Manfred Pernice

A faint, unmistakable odor filled the air: sawdust. As a recipient of the Piepenbrock Sculpture Prize 2000, Manfred Pernice actually set up an atelier in the Hamburger Bahnhof. By adding freshly cut sculptures to completed pieces, the Berlin-based artist essentially transformed his award exhibition into a work in progress. Those who attended only the opening ended up missing most of the show.

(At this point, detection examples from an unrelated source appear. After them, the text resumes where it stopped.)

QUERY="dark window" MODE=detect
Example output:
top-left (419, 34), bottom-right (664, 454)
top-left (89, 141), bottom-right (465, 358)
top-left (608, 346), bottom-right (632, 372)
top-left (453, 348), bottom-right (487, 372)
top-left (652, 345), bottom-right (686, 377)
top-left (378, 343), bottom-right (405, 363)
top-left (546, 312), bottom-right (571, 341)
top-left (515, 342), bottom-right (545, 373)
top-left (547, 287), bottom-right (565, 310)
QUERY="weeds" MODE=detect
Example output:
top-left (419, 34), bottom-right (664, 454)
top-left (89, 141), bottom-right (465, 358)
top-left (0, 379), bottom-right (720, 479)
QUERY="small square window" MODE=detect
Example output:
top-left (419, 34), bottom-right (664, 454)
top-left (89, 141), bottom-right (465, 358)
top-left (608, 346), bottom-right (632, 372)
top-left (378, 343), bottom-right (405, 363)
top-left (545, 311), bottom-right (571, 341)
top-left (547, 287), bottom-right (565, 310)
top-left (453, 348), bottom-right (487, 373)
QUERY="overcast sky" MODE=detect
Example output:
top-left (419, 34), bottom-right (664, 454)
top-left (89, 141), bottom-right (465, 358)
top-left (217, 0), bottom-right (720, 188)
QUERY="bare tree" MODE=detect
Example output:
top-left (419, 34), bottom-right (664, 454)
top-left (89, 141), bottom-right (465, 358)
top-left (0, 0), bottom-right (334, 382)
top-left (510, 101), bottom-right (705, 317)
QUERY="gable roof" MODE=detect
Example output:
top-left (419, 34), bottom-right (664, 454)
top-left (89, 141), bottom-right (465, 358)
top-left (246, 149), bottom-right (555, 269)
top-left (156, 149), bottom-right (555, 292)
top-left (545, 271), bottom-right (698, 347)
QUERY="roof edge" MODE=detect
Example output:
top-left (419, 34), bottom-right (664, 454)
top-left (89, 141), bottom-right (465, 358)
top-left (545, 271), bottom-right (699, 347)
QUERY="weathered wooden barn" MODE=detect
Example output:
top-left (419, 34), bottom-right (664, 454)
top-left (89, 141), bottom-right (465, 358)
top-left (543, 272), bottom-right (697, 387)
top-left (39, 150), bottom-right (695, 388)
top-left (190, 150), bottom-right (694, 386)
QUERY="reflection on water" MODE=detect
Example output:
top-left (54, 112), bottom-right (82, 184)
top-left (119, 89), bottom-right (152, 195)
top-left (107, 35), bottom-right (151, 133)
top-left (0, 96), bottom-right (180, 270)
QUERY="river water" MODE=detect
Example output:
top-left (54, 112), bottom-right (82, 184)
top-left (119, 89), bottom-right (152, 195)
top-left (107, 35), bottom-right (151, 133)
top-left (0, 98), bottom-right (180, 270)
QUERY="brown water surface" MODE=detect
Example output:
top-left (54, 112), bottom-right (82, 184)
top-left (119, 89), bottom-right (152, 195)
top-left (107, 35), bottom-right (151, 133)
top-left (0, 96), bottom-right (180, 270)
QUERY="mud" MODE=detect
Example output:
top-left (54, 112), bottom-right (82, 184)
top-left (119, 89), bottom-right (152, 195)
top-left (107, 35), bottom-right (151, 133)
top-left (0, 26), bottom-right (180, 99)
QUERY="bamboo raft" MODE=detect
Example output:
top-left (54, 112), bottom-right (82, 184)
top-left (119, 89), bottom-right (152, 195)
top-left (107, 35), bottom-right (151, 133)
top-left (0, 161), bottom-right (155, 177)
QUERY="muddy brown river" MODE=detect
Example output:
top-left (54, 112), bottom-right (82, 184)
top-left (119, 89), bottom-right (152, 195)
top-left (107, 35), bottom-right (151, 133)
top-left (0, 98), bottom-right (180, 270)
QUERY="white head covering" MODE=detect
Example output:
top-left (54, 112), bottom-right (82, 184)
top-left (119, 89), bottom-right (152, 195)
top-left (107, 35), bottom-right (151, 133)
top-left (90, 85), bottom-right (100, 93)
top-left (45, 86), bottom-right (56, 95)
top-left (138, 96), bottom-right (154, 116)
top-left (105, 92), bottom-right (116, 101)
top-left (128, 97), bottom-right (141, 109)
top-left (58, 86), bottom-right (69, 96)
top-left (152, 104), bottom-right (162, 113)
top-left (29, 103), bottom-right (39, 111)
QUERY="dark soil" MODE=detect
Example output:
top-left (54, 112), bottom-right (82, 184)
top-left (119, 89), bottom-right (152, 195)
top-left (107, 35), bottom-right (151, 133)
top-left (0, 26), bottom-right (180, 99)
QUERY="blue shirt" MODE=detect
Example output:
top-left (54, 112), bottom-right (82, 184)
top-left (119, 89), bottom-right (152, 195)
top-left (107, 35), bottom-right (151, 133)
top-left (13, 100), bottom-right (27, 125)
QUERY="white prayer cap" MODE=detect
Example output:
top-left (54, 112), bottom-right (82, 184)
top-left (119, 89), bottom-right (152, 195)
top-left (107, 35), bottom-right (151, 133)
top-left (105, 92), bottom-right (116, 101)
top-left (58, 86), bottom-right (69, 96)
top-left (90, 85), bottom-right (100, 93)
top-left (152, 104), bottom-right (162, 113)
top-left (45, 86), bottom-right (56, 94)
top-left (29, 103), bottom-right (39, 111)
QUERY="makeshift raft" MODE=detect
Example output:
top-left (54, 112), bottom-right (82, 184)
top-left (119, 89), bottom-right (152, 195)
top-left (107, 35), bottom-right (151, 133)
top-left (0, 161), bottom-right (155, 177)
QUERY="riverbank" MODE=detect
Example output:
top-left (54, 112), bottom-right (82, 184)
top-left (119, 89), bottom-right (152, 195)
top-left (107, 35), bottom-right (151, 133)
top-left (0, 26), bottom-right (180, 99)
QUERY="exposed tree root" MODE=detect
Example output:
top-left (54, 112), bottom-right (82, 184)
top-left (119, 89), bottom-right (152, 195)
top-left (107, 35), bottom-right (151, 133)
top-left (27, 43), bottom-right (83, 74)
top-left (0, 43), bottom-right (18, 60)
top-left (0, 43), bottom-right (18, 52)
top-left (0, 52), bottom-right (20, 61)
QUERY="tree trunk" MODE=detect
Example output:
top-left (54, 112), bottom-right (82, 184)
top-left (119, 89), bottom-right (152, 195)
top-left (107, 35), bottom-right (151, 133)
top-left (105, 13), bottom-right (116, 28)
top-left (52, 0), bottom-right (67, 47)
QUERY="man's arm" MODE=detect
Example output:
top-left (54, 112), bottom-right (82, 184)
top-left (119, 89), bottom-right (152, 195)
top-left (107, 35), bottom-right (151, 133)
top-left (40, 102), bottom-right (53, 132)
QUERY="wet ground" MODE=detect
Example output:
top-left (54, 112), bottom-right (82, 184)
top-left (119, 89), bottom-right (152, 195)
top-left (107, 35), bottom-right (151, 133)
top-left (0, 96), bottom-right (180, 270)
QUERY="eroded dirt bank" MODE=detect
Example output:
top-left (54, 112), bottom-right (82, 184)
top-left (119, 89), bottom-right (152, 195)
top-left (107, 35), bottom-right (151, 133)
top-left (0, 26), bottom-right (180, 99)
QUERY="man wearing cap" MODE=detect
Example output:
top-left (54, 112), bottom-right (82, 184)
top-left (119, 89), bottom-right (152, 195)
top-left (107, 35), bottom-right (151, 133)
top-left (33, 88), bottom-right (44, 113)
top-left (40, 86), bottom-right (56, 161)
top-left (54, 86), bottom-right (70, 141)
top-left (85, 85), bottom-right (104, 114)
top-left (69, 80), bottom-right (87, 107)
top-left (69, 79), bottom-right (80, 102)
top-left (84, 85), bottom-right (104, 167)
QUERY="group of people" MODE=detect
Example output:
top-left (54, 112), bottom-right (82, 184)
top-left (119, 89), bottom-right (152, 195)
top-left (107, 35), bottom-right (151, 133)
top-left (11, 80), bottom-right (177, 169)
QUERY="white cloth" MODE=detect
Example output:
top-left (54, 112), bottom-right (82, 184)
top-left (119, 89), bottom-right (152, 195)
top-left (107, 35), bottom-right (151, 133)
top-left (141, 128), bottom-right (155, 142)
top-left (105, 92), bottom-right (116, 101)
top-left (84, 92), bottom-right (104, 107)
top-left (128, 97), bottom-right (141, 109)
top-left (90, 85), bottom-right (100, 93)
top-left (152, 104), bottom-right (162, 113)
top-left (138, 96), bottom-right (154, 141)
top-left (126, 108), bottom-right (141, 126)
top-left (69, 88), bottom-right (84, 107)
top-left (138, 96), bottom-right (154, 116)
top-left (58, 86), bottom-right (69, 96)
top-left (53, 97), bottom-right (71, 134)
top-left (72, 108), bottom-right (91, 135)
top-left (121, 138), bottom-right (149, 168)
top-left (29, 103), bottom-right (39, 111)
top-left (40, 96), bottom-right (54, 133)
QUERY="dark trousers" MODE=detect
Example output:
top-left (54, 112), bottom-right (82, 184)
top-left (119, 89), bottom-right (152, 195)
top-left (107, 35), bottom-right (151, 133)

Although the studio was located within the exhibition space, Pernice did not turn the exhibition into a performance. The artist’s working space remained off-limits to the public, its entry sealed with a padlock. Apart from the scent of sawdust, a green industrial dust collector was the only other evident sign of production. Pernice’s preference for building materials—chipboard, pressed wood and plywood, often secondhand, sometimes painted, and occasionally decorated with images—made all of his efforts look equally unfinished. The walk-in construction Europa, 1998-99, seemed to be an ongoing attempt to figure out where to install a window; two squares were cut out and carefully framed, only to be filled in with wood (the glass ended up on a solid wall beside them, reflecting the sculpture’s surroundings). The decision to incorporate the atelier, however inconspicuously, was appropriate to the makeshift nature of Pernice’s work. It also fit his evident penchant for adding impromptu spaces to the museum walls. Drilled holes appeared, like the traces of a bygone exhibition, near the images and texts collected for Dosentreff ’00 (Can meeting ’00), 2000, a congregation of wooden canisters. In another room, a large rectangular section was removed from a wall, revealing the supporting frames inside, all nicked by a saw.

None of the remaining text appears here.